Salió del bar y reemprendió el camino. La angustia había pasado pero, aun así, eligió las calles más anchas que pudo encontrar y cada vez que desembocaba en un campo se detenía y respiraba hondo. Sabía que el Gran Canal quedaba a su izquierda y de vez en cuando, en algún pequeño hueco entre casas y palacios, alcanzaba a distinguirlo. Por absurdo que pudiese parecer, eso le sirvió de consuelo: era como descender una escalera peligrosa en la oscuridad y tantear con la mano en busca de la barandilla.

Oyó repique de campanas, algunas próximas y otras cuyo sonido llegaba como un eco remoto desde algún punto ignorado de aquel laberinto magnífico y corroído. El ángelus, pensó. ¿Ya era mediodía? ¿Tantas horas habían pasado desde el momento en que despertó en la cama de su hotel? No era posible, salvo que no recordara todo lo que había ocurrido desde entonces. Sintió otro escalofrío de pánico, pero no quiso permitírselo; sabía que si lo dejaba crecer, acabaría agarrado a una botella.

Cuando llegó a su destino, jadeante, tuvo que sentarse unos minutos en un murete al borde de un canal. Frente a él, como un refugio en la tormenta, se alzaba Ca'Rezzonico, el gran palazzo blanquecino y robusto, quizá demasiado robusto, que se había propuesto visitar. Antes de ponerse en pie y dirigirse a la entrada, murmuró una vez más: recuerda la felicidad.

***

La construcción de Ca'Rezzonico se había iniciado a mediados del siglo XVII por encargo de una de las más antiguas familias de patricios venecianos, los Bon. La decadencia de la República, sin embargo, afectaba incluso a los más poderosos y tres décadas más tarde las obras fueron abandonadas. Durante casi medio siglo, el palazzo se mantuvo trunco, como una muela cariada en el esplendor de la orilla derecha del Gran Canal, hasta que fue adquirido por Gianbattista Rezzonico.

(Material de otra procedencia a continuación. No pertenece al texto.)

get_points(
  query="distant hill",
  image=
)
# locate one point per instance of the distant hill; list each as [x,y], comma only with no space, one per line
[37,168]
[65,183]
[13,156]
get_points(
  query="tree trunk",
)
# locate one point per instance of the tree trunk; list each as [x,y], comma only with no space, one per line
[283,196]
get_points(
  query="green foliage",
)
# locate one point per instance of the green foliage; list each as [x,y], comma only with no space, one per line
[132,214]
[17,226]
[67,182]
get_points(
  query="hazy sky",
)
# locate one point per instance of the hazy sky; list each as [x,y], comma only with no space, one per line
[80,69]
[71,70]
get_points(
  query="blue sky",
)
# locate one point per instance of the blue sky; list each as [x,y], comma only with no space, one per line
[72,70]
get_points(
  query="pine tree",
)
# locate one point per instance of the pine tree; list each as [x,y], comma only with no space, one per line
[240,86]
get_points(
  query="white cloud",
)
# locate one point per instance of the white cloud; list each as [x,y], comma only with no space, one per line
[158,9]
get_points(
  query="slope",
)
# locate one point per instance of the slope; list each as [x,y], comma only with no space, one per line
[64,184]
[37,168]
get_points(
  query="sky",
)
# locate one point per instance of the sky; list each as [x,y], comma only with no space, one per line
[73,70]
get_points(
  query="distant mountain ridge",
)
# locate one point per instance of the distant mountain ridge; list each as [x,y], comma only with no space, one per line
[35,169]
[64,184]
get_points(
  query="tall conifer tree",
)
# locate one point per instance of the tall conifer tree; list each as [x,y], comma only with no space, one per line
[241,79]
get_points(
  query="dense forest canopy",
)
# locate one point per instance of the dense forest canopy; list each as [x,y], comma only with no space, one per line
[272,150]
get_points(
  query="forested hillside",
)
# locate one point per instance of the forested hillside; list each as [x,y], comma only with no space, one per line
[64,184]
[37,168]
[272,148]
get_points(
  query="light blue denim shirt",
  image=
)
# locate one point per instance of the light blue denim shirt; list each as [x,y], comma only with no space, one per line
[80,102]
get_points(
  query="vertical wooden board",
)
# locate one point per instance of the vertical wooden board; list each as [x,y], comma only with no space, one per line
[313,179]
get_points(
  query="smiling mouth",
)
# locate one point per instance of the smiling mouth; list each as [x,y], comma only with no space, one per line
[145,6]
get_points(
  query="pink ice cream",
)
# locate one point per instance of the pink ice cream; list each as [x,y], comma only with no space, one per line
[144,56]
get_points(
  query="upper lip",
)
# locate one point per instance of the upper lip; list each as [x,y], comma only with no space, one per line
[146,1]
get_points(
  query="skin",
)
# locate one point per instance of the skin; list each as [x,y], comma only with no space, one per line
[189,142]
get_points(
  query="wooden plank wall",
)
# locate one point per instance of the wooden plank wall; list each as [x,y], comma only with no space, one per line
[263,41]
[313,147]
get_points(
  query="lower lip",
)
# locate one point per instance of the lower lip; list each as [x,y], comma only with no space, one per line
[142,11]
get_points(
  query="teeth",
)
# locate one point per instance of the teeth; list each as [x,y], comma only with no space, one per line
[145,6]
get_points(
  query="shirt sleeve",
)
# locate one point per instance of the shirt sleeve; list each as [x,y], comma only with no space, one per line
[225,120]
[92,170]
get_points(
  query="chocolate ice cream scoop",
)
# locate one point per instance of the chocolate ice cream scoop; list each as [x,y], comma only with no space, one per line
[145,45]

La familia Rezzonico era de origen lombardo y había comprado su título nobiliario unos sesenta años antes. Su apellido no estaba inscrito en el Libro de Oro ni su estirpe se contaba entre las que habían dado gloria a la República durante cerca de un milenio, pero eran banqueros y comerciantes muy ricos y el dinero siempre fue en Venecia el más noble de los blasones. Pocos años después, al mismo tiempo que el hermano menor de Gianbattista Rezzonico, Carlo, obispo de Padua, era elegido papa con el nombre de Clemente XIII, acabaron las obras y el palazzo fue decorado con piezas de los mejores artistas del momento.

Venecia, sin embargo, estaba condenada. Antes de que acabara el siglo, la ciudad que durante mil años había sido el asombro del mundo, fue abatida y su poder sencillamente se esfumó para siempre. Bonaparte primero y el Imperio Austríaco después, eliminaron un esplendor que era tan sólo apariencia. Y destruida la escenografía, quedó a la vista la podredumbre que ocultaba. Muchas de las grandes familias se extinguieron. También los Rezzonico. Su palazzo fue vendido y malvendido varias veces hasta que, a principios del siglo XX, el Comune de Venecia instaló allí el museo del Settecento.

En el vestíbulo en penumbra no hacía menos frío que en la calle, pero era un frío distinto: olía a polvo y a fardos apilados y a pequeñas hogueras prendidas con disimulo en un rincón, como si llevara varios siglos detenido y guardase en su interior un centro sólido de tiempo y de olvido. Cada paso tenía su propio eco, como si cada baldosa de aquel pavimento ajedrezado tuviera una historia especial, un recuerdo diferente que narrar a quien se detuviese y quisiera escucharlo. La escalera que llevaba al primer piso era corta, pero aun así llegó exhausto, sin aliento, a la puerta que daba paso al gran salón de baile. Caminó hasta el centro y la tibieza del sol invernal que encendía los grandes ventanales le reconfortó.

Conocía muy bien Ca'Rezzonico; años atrás, cuando todo era posible todavía, había pasado muchas horas deambulando por sus salas. Y, sin embargo, pese a reconocer de inmediato el paso lento al que obligaban los anchos escalones y el tacto helado de la barandilla de mármol, todo le sorprendía como si por primera vez entrara allí. Tampoco se engañó: no era el asombro, sino más bien el recuerdo del asombro.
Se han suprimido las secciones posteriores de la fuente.